Closed yannis72400 closed 4 years ago

yannis72400 commented 4 years ago

Describe the bug I have the following code below. It works fine when I use straight Python with made up data. When I use it in the Python widget in Orange, I cannot "unblock" the show() command, therefore I cannot export any data

Here, provide a clear and concise description of what the bug is. Although the code works in Python, it does not work in the Orange3 Python widget. I have tried to interject the a_out variable in different places but still don't see it passing through. I added global variables as you can see but still nothing. Use plt.ion()/iof() still nothing...

To Reproduce Here's the code, copy and paste to a widget and then connect any data (only one variable though. Use the select widget prior to the Python widget). You will see that it works in the first pass but then it does not work as I move the sliders right and left. Is it too complex for the widget?
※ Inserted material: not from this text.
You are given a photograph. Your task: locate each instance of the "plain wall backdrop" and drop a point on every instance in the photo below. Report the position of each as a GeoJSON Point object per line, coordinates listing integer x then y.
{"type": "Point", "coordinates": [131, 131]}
from Orange.data import Domain, Table
import numpy as np
from scipy.stats.mstats import winsorize
import matplotlib.pyplot as plt
from matplotlib.widgets import Slider, Button

global out_data
global domain

plt.ion()
fig, ax = plt.subplots()
plt.subplots_adjust(left=0.25, bottom=0.25)

my_data=in_data.copy()
domain=in_data.domain
out_data=Table(domain,my_data)

fig.suptitle(domain)

# use asarray to convert to an array
a=np.asarray(my_data)
plt.axis([0,len(a),np.amin(a),np.amax(a)])
l1,=plt.plot(my_data,'grey')
l,=plt.plot(a,'b')

# setup the sliders
axcolor = 'lightgoldenrodyellow'
axlow = plt.axes([0.25, 0.1, 0.65, 0.03], facecolor=axcolor)
axhigh = plt.axes([0.25, 0.15, 0.65, 0.03], facecolor=axcolor)

s_low_cut = Slider(axlow, 'Low', 0.0, 1.0, valinit=.2)
s_high_cut = Slider(axhigh, 'High', 0.0, 1.0, valinit=.2)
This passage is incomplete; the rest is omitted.